Quel que soit le contexte, un '<a ' (ne pas oublier l'espace) doit
toujours être suivi d'un '</a>', même si c'est un '<a name=' et pas
un '<a href='.

Mais on peut améliorer ce test en prévoyant aussi la fin de fichier :
'<a ((?!</a>).)*(<a |$)'

Si vraiment tu tiens à la version longue :
'<a href=((?!</a>).)*(<a href=|$)'

> [...]
>
> So I'd like to say a very big MERCI to you

C'était avec plaisir.


--
Olivier Miakinen

Heinz Kesting

unread,
Jun 15, 2017, 6:08:57 PM6/15/17
to
Hallo Olivier,

Sorry to keep you waiting for so long for my reply, but I really didn't
find the time to get back to this until now.

> Quel que soit le contexte, un '<a ' (ne pas oublier l'espace) doit
> toujours être suivi d'un '</a>', même si c'est un '<a name=' et pas
> un '<a href='.
>

I am not sure if I understood what you're trying to point at here, but
since I am using the 'long' version of your solution, I guess (and hope)
it doesn't matter here.

> Mais on peut améliorer ce test en prévoyant aussi la fin de fichier :
> '<a ((?!</a>).)*(<a |$)'
>
> Si vraiment tu tiens à la version longue :
> '<a href=((?!</a>).)*(<a href=|$)'
>

If I understand correctly what you're doing here, then you make sure
that we will have a match even if the string "<a href=" is at the very
end of the text we're testing it on, right?
But that won't be happening - if a hyperlink is inserted, it will always
be something in the following pattern:

... some other text before a <a href="LINK_KEY_VALUE1">linked text
passage</a> appears and then any more text ...

where LINK_KEY_VALUE1 would be the value the programme would be looking
for (and jump to, if found) while the 'linked text passage' would be the
text in the web interface which would appear underlined to show that
this is a link to click on.
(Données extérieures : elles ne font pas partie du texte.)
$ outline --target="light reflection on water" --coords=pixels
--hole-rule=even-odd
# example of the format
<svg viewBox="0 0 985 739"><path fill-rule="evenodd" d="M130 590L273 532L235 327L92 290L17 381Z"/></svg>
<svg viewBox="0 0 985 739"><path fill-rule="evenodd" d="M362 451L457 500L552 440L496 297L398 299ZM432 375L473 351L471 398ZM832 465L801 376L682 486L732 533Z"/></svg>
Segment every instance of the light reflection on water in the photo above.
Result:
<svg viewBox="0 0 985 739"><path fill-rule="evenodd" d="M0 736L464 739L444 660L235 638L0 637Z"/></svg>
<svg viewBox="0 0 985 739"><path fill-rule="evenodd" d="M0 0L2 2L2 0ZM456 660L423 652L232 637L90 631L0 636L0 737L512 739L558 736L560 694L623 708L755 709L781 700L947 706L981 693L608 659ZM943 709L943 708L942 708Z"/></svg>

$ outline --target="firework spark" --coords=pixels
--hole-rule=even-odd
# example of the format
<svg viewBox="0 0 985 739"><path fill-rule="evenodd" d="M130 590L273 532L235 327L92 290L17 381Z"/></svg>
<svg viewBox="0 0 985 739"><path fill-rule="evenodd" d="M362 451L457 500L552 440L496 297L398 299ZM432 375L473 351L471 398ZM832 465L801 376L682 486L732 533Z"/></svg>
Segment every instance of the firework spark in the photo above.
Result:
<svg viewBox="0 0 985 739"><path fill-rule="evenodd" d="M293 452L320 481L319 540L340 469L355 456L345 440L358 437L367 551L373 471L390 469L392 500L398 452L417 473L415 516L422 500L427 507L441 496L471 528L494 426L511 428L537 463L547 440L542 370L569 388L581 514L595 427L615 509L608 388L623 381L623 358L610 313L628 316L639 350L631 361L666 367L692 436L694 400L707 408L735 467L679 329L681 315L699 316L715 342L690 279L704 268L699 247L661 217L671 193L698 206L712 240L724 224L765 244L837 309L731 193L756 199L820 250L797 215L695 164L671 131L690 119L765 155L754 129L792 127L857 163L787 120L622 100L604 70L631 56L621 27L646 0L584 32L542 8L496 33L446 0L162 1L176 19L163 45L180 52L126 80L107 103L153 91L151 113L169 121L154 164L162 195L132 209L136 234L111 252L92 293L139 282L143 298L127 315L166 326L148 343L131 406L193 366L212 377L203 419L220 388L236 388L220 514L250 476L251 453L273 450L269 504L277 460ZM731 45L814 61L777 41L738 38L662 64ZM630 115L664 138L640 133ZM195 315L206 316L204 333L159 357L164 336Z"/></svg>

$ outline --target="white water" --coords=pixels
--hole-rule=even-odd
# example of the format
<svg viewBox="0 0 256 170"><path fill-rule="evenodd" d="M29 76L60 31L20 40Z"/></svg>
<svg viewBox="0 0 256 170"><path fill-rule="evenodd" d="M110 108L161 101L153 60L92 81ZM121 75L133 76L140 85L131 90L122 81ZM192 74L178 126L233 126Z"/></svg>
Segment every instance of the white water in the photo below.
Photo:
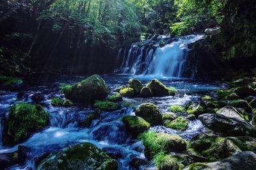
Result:
<svg viewBox="0 0 256 170"><path fill-rule="evenodd" d="M188 44L204 37L204 35L190 35L180 37L163 47L154 50L152 47L132 45L126 56L124 50L123 62L120 71L132 75L152 75L157 77L193 78L195 68L188 61ZM119 50L118 58L121 55ZM195 66L194 66L195 67ZM184 75L190 69L190 75Z"/></svg>

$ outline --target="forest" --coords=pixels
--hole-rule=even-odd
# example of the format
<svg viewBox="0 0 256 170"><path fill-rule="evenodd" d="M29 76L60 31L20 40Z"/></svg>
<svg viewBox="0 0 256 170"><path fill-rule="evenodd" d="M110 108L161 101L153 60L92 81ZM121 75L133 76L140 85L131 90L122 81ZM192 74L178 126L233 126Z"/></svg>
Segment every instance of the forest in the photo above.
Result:
<svg viewBox="0 0 256 170"><path fill-rule="evenodd" d="M0 0L0 169L256 169L256 1Z"/></svg>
So the text we're testing the RegExp on will
always end with some normal characters, or if the last word would be a
hyperlink, it would actually end with </a>, but never with a "<a href="
So, as I understand your change to the RegExp, it would not be necessary
to test for the possible ending "<a href=".

What I am trying to avoid with this RegExp formula is something like:

<a href="LINK_KEY_VALUE1">linked text <a
href="LINK_KEY_VALUE2">passage</a></a>

where two consecutive beginning tags of a hyperlink appear before an
ending tag. This might happen if the user who creates the links
highlights a text passage which is already part of a hyperlink - in this
example 'linked text passage' is already linked to 'LINK_KEY_VALUE1',
and now the word 'passage' is highlighted again and given a link to
'LINK_KEY_VALUE2', which doesn't make sense.
But since I can not prevent the user from highlighting any text
passages, I can only test AFTER the link has been created, if the syntax
of the new link is valid, like the following example:

<a href="LINK_KEY_VALUE1">linked text</a> <a
href="LINK_KEY_VALUE2">passage</a>

Here the text passage 'linked text' is linked to LINK_KEY_VALUE1 and the
word 'passage' is linked to LINK_KEY_VALUE2, no consecutive beginning
tags, but each beginning tag is followed by an ending tag before the
next begining tag appears.

I hope you can understand what I am meaning ...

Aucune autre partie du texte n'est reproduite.